While getting autonomous vehicles on the road faster is everyone’s goal, getting them to behave well around each other is equally important. That requires them to process data the same way, using the same algorithms and the same inference models. This is not where carmakers should be competitive, and these deals are an indication they are coming to that realization.

It’s also a recognition that putting all of that control into the hands of a standards body is far too slow and inefficient. As more electronics are added into vehicles, the speed at which the technology changes will accelerate. This is far different from mechanical designs, where standards can be set well in advance. As electronic content grows, standards need to be generated from the technology and not the other way around. Moreover, those standards need to utilize real-world data involving all brands of autonomous vehicles that will share the public roadways.

Carmakers are taking concrete steps, whether it’s due to the impact of electronics or simply the exploding cost of developing AI-based systems, to make autonomous driving a reality. It’s better to team up and get to market with a competitor or two than to not get there at all. That also helps with liability issues, where it’s easier to justify best practices across an industry than a single carmaker. And it doesn’t hurt when autonomous vehicles all move at the same speeds and react in identical and predictable ways, which can only happen when data is shared across the industry.

But what will differentiate all of these vendors besides the price when cars really can drive themselves? So far that isn’t clear, and that has to be worrying a lot of automotive companies with a long history of making some very fine automobiles. Consumers may not care if they can hear the clock or the rev of the engine if everyone is moving at exactly the same speed.



1 comments

realjjj says:

It shows astonishing incompetence, lack of vision and lack of commitment.
VW spends on R&D 10 times more than Tesla , it’s not that they don’t have the money, they just don’t care enough to spend on this.

The future is car as a service and anyone that doesn’t get that, will go under with absolute certainty. Car as a service can offer 10 times better value than ownership, can easily quadruple the market for cars in terms of miles and captures the entire revenue that gravitates around cars, there is no other path forward.
Autonomy is a core asset as only a handful of global players can survive, these car makers are signing suicide pacts.

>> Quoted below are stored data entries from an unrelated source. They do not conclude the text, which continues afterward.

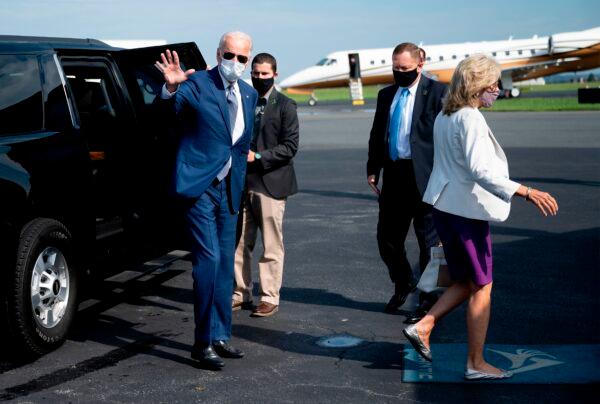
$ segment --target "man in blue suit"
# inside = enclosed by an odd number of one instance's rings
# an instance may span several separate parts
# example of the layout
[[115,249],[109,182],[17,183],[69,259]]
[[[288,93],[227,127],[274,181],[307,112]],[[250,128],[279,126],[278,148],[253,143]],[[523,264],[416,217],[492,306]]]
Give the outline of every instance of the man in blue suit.
[[180,128],[175,162],[175,193],[189,201],[186,211],[192,242],[195,333],[192,358],[220,369],[222,357],[244,353],[229,345],[231,294],[238,208],[257,93],[238,80],[252,39],[228,32],[217,49],[218,66],[184,72],[176,52],[156,62],[165,78],[161,98],[176,114]]

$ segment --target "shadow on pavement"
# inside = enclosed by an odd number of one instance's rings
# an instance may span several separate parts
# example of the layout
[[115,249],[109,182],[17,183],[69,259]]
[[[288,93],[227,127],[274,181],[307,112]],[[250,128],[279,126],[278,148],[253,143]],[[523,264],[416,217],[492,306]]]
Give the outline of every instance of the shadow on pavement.
[[402,369],[404,355],[402,344],[384,341],[365,341],[352,348],[323,348],[316,344],[321,337],[293,332],[270,330],[245,324],[234,324],[233,334],[237,338],[301,355],[326,356],[341,361],[368,363],[369,369]]
[[[255,296],[257,295],[255,291]],[[303,304],[314,304],[318,306],[336,306],[344,307],[353,310],[370,311],[374,313],[382,313],[387,302],[357,302],[347,298],[346,296],[330,292],[327,289],[312,289],[312,288],[281,288],[281,299]],[[411,311],[398,311],[400,315],[411,314]]]

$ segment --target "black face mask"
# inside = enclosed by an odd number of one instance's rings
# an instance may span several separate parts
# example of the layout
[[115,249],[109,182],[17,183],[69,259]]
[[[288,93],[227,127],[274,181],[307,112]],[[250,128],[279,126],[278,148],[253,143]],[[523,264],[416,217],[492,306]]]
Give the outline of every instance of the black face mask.
[[258,77],[252,77],[252,85],[258,92],[258,95],[261,97],[265,95],[271,87],[273,87],[273,84],[275,84],[275,77],[271,77],[270,79],[259,79]]
[[401,72],[398,70],[392,70],[392,71],[394,72],[394,81],[400,87],[410,86],[417,79],[417,76],[419,75],[419,72],[417,72],[416,67],[414,70],[410,70],[408,72]]

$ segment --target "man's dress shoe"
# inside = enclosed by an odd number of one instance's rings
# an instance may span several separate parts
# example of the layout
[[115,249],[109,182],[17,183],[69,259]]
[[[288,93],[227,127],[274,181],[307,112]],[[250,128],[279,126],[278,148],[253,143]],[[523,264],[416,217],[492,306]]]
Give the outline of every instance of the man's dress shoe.
[[212,345],[205,348],[193,347],[192,358],[200,362],[200,365],[208,369],[221,369],[225,366],[223,359],[213,349]]
[[241,349],[232,347],[227,341],[213,341],[212,346],[215,352],[223,358],[239,359],[244,357],[244,352]]
[[254,305],[252,304],[252,302],[241,302],[238,300],[233,300],[231,302],[231,311],[252,310],[253,308]]
[[502,373],[498,375],[494,375],[491,373],[480,372],[475,369],[467,368],[465,370],[465,379],[466,380],[498,380],[498,379],[508,379],[512,377],[512,372],[502,371]]
[[417,324],[423,317],[425,317],[426,314],[427,310],[424,310],[422,307],[418,307],[413,314],[404,320],[404,324]]
[[260,302],[260,304],[254,308],[254,311],[252,311],[252,314],[250,315],[252,317],[269,317],[277,313],[277,310],[279,310],[279,306],[276,304]]
[[404,334],[408,342],[410,342],[410,344],[413,346],[413,348],[415,348],[415,351],[419,353],[419,355],[421,355],[423,358],[425,358],[425,360],[429,362],[432,361],[431,351],[425,346],[425,344],[423,344],[423,341],[421,341],[421,337],[419,337],[419,333],[417,332],[416,326],[409,325],[404,330],[402,330],[402,333]]
[[385,305],[385,312],[389,314],[398,314],[400,307],[406,302],[406,298],[417,288],[416,284],[410,284],[408,287],[400,290],[396,289],[396,293],[392,296],[388,304]]

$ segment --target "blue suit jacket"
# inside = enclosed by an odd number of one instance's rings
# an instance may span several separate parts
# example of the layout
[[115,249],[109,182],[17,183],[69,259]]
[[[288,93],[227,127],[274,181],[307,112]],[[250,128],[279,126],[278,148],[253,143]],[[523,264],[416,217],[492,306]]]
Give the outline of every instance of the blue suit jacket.
[[175,193],[183,198],[199,198],[231,156],[227,185],[232,213],[238,211],[241,202],[258,98],[252,86],[241,80],[238,85],[245,128],[235,144],[232,144],[229,109],[218,67],[189,76],[169,100],[181,129],[175,161]]

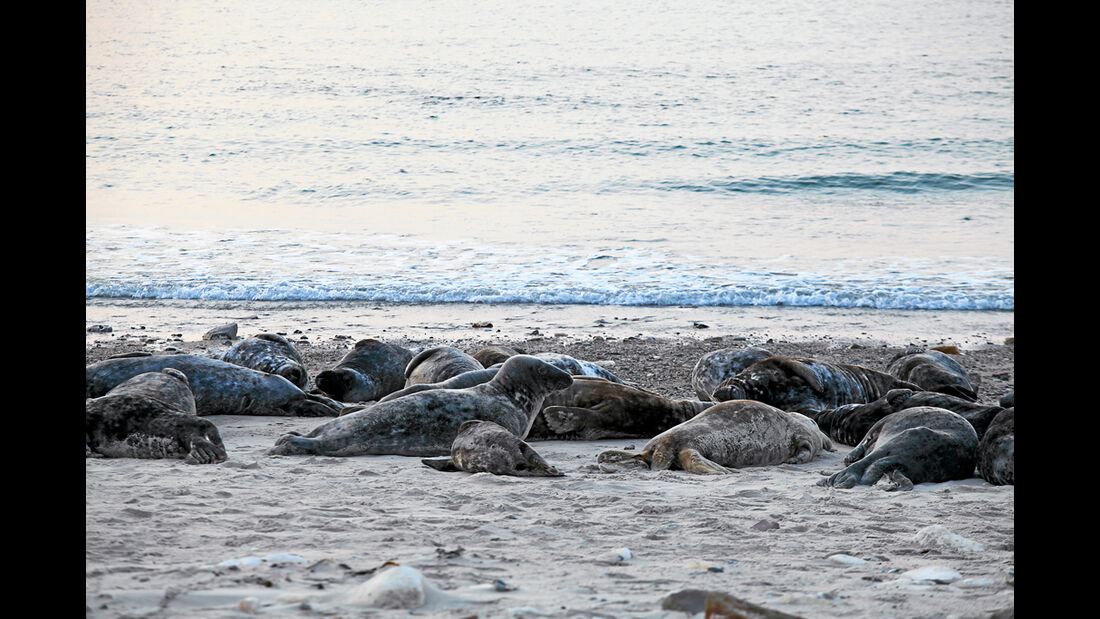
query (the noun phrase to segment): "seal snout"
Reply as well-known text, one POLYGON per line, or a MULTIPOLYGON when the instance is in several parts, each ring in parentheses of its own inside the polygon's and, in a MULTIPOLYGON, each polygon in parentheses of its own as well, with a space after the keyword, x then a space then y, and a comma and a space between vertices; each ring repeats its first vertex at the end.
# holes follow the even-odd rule
POLYGON ((279 375, 294 383, 299 389, 306 386, 306 373, 296 365, 285 365, 279 369, 279 375))
MULTIPOLYGON (((289 377, 287 377, 289 380, 289 377)), ((291 381, 294 382, 294 381, 291 381)), ((317 388, 337 400, 343 400, 350 386, 350 381, 341 370, 325 370, 317 375, 317 388)))
POLYGON ((727 402, 729 400, 748 400, 745 388, 732 381, 726 381, 718 386, 711 395, 715 402, 727 402))

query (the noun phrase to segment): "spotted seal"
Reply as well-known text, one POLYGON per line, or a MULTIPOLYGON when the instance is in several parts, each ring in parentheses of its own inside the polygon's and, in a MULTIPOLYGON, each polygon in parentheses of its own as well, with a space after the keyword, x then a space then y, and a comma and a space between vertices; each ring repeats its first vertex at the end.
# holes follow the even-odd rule
POLYGON ((405 386, 413 353, 376 339, 359 340, 330 370, 317 375, 317 388, 341 402, 373 402, 405 386))
POLYGON ((1009 391, 1001 396, 1000 402, 1002 408, 1016 408, 1016 390, 1009 391))
POLYGON ((917 406, 935 406, 962 415, 963 419, 974 426, 978 438, 985 434, 989 422, 1004 410, 1000 406, 979 404, 946 393, 891 389, 874 402, 838 406, 817 415, 814 421, 822 432, 828 434, 834 441, 845 445, 858 445, 879 419, 917 406))
POLYGON ((438 471, 466 471, 518 477, 561 477, 534 449, 491 421, 472 419, 458 427, 451 455, 421 460, 438 471))
POLYGON ((484 370, 477 359, 454 348, 436 346, 421 351, 405 366, 405 387, 422 383, 440 383, 463 372, 484 370))
POLYGON ((894 355, 886 373, 917 385, 925 391, 946 393, 957 398, 978 399, 978 380, 971 380, 966 368, 938 350, 906 348, 894 355))
POLYGON ((470 370, 469 372, 463 372, 458 376, 452 376, 447 380, 439 383, 418 383, 405 387, 404 389, 394 391, 388 396, 378 400, 379 402, 389 402, 390 400, 396 400, 397 398, 405 397, 409 394, 420 393, 421 391, 431 391, 432 389, 466 389, 467 387, 473 387, 482 383, 487 383, 493 380, 493 377, 500 371, 499 367, 494 367, 486 370, 470 370))
POLYGON ((699 357, 691 370, 691 386, 700 400, 710 400, 714 390, 742 370, 771 357, 772 353, 763 348, 720 348, 699 357))
POLYGON ((993 419, 978 443, 978 473, 995 486, 1016 485, 1016 408, 993 419))
POLYGON ((481 365, 490 367, 498 363, 504 363, 509 357, 525 354, 527 354, 525 351, 511 346, 486 346, 475 352, 473 357, 481 365))
POLYGON ((309 383, 309 373, 298 349, 277 333, 258 333, 237 342, 225 351, 222 361, 278 374, 303 391, 309 383))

In electrification it is even worse, they severely underestimate the ramp, they don’t understand that the average pack size needs to double very quickly, that they can win massive share while increasing ASPs as others lack commitment and that a majority of the output needs to go towards car as a service.

These car makers you mention have a 1% chance of survival at this point, you might as well write them off as the next Nokia and Blackberry. They are not customers you want to have, at all.
This is how giants fall, truly nonsensical decisions when the path forward is so obvious but they are so afraid of change that they refuse to see it. These are the moments that end them and we are seeing them live.